Despite that winning margin, Rangers were like a doped up bully, once again flexing their fake financial muscle.
They had already spent around £20million on the likes of Kenny Miller, Fernando Ricksen, Bert Konterman, Peter Lovenkrands and Ronald De Boer when a £5.5million move for John Hartson fell through.
It was a ridiculous outlay, given they had no real income from the transfer market, and epitomised the ‘for every fiver Celtic spend I’ll spend a tenner’ bragging of David Murray.
If memory serves correctly, accountancy giants Deloitte and Touche said that, such was the financial gap between the clubs, it would take Celtic five years to win the title.
They didn’t count on Martin O’Neill, walking up to the monster that Rangers had become, looking it in the eye, before smashing it by the knees and bringing it to the ground.
By the time panic-stricken Rangers had splashed out £12million on flop Tore Andre Flo a few short months later, the football landscape in Scotland had changed forever.
A 6-2 win in the first derby of the season broke the ‘psychological armlock’, as Davie Provan put it, that Rangers had held Celtic in.
Even a 5-1 reverse at Ibrox in the next clash between the two in November couldn’t stop the Celtic juggernaut.
Neil Lennon joined his old Leicester boss in December and Celtic would go on to win a stunning treble.
Rangers survival was predicated on winning and, in one fell swoop, that was gone. Former Rangers director Hugh Adam punted his shares not long after, in 2002, having warned that the club was heading for administration.
Without omitting their large part in their own destruction, O’Neill was the real architect of their downfall.
With the likes of Sutton, Larsson, Lambert and Lennon, who had said that he had watched Rangers ‘bully’ Celtic on TV and vowed it would not happen on his watch, he had dragged Celtic up by the scruff of their necks and laid the foundation for everything that followed.

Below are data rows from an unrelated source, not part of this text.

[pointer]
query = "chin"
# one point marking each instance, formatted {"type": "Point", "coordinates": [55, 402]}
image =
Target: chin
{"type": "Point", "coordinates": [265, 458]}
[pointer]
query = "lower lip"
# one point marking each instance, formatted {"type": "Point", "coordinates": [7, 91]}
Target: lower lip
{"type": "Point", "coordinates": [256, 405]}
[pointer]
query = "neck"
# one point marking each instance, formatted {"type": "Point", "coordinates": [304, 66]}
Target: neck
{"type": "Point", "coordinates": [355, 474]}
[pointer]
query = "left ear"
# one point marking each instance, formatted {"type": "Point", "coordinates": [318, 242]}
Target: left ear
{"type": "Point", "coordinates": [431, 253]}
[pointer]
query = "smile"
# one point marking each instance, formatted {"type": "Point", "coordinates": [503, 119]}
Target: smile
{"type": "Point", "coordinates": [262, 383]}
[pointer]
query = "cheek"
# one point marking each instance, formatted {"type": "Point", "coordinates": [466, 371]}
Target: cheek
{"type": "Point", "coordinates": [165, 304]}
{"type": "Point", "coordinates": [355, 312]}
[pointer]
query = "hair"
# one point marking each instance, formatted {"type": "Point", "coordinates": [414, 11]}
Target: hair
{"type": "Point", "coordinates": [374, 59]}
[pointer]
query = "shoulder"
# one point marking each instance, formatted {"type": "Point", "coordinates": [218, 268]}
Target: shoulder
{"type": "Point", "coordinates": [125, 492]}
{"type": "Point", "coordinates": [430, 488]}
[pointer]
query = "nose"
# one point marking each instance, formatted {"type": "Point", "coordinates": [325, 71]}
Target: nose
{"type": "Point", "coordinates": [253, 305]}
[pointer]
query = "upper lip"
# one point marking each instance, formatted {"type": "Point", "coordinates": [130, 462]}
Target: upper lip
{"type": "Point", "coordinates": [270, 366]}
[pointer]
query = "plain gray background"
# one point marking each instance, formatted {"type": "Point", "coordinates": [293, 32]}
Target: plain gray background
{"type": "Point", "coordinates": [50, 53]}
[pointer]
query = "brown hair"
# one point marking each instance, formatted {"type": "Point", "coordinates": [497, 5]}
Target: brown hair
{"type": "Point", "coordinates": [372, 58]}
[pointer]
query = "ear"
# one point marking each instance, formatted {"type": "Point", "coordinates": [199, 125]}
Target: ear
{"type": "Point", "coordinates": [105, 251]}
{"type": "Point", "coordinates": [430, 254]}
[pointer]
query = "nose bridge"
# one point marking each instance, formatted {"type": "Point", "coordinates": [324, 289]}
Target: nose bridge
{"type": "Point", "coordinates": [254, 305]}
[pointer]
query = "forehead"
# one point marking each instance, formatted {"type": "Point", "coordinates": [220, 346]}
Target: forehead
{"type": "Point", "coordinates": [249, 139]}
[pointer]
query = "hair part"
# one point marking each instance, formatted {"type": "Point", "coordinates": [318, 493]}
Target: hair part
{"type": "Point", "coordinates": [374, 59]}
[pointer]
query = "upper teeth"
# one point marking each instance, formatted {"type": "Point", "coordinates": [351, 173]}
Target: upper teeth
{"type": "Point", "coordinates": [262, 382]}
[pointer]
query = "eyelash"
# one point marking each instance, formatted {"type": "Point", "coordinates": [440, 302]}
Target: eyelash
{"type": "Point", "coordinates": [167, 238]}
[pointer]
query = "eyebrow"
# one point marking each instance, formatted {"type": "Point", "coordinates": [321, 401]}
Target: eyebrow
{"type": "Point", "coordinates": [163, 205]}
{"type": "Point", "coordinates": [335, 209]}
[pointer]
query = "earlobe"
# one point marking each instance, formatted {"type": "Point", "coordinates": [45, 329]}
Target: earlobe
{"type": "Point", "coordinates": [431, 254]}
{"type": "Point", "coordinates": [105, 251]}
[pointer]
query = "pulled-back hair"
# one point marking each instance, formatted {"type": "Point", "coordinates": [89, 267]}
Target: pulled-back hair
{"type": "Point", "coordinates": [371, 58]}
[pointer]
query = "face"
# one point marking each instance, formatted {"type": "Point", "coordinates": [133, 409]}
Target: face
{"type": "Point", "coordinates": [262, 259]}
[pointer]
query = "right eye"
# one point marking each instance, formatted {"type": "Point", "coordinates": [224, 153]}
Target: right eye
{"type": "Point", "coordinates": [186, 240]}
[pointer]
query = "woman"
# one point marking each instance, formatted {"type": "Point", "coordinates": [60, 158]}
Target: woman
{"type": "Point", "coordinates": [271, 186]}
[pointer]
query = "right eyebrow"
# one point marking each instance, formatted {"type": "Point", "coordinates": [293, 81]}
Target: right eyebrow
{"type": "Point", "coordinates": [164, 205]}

He gave us glory, he gave us pride, he lived up to his promise on 1 June 2000 when he told the fans gathered for his unveiling:
” I will do everything I possibly can to bring some success to this football club.”
He had an incredible aura about him, and you could hear a pin drop in Celtic pubs when he spoke after matches.
Today, Lennon, stands on the shoulders of the Celtic managerial giant that Martin O’Neill was, just as Brendan Rodgers did before him.
O’Neill, a touchline jack-in-the-box, never looked as enthusiastic about football after leaving Celtic, and it may be that his time in the game is coming to an end. But, in his day, he was the best Celtic manager since Stein at the time and arguably still is.
Rodgers may have elevated Celtic to unprecedented domestic domination, but in those circumstances at the time, could he have done what Martin O’Neill did?
They’re different eras and we’ll never know for sure, but O’Neill was the right man at the right time and they had no honest answer to him.